A Bauhaus "Agora"

The Bauhaus Museum in Dessau, 2025. Photo: Dr. Loukas Bartatilas

An "ancient agora" inside a Bauhaus museum? And yet!

The connection between ideas of antiquity and contemporary architecture isn't obvious or expected. Unless we're talking about imitation. But in the new Bauhaus Museum in Dessau, a city in former East Germany, the idea of the ancient Agora is reread as a contemporary public space within the museum.

The building has been operating since 2019. It was designed by the Barcelona-based firm Addenda Architects and was the winning proposal in a global competition with 839 entries.

The architectural idea is simple and pure: a large glass volume that is divided internally into two levels. The upper floor is a concrete black box—an "Ark" that functions as an exhibition space. Without natural light and with controlled temperature, it protects the artworks and tells the story of the Bauhaus school during its years of operation in Dessau.

The ground floor is called the "Agora." It's a large, open space roughly 50 meters long without columns, featuring an entrance, café, and shop.

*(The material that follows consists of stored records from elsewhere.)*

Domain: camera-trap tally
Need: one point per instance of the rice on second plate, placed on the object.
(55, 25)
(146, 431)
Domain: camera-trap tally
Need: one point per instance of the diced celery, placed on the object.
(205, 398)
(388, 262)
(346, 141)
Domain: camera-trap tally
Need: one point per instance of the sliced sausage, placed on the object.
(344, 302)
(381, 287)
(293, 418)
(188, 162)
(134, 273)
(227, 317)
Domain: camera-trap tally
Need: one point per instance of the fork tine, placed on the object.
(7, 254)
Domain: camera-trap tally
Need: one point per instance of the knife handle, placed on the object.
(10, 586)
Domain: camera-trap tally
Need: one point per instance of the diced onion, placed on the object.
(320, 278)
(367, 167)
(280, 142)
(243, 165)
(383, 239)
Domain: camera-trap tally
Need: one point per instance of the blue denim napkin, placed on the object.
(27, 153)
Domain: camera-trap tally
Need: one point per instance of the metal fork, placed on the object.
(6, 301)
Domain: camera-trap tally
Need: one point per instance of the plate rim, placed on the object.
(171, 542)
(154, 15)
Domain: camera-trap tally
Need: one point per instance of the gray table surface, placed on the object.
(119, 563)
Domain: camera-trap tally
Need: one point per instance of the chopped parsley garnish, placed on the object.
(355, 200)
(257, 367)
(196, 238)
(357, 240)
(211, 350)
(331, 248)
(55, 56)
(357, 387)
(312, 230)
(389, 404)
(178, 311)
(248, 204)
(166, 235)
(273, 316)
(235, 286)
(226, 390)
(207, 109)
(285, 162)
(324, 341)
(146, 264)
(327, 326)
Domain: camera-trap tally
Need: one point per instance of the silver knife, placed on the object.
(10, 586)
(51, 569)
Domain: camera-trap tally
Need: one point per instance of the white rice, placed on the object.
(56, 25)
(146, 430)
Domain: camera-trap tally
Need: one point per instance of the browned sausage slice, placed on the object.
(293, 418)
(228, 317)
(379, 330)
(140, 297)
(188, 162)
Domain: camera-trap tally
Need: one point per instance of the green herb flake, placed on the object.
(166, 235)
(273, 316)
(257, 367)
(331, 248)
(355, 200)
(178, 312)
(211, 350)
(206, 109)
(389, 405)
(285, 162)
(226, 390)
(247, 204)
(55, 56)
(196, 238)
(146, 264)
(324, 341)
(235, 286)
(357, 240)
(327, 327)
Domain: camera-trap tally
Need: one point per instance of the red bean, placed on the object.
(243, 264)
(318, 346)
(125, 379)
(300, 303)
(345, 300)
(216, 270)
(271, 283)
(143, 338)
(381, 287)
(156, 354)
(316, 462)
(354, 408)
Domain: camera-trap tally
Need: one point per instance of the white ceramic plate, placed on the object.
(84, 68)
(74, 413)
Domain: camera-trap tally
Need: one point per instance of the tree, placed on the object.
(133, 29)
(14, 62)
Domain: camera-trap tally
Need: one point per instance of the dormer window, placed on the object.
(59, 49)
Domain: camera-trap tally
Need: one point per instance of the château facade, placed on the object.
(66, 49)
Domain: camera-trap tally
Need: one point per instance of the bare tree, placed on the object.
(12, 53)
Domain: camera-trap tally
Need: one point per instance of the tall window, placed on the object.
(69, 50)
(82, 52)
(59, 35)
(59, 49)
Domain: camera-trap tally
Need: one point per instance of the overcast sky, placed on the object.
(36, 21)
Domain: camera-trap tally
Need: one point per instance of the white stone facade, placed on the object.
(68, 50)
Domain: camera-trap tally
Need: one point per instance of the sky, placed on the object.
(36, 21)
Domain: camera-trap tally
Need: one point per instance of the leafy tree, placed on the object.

The remaining space has been deliberately left free. It's designed for events, presentations, temporary exhibitions, educational programs, or workshops. A space that gains meaning from people's participation in it.

This recalls the function of the portico of the Athens Conservatory and Despotopoulos's idea of connecting the ancient Agora with modern architecture. As my former teacher Yorgos Tzirtzilakis has aptly described it: the empty space that in Despotopoulos's work becomes public through people's use of it.

So too in the Museum in Dessau, the ground floor "Agora" gains meaning through coexistence. It opens onto the city and invites participation. It's the opposite of the "Ark" above, yet also its complement: then nourishes now, closed becomes open, and the past meets the present to build the future together.

A museum that doesn't just invite you to see it, but to live it and to take part.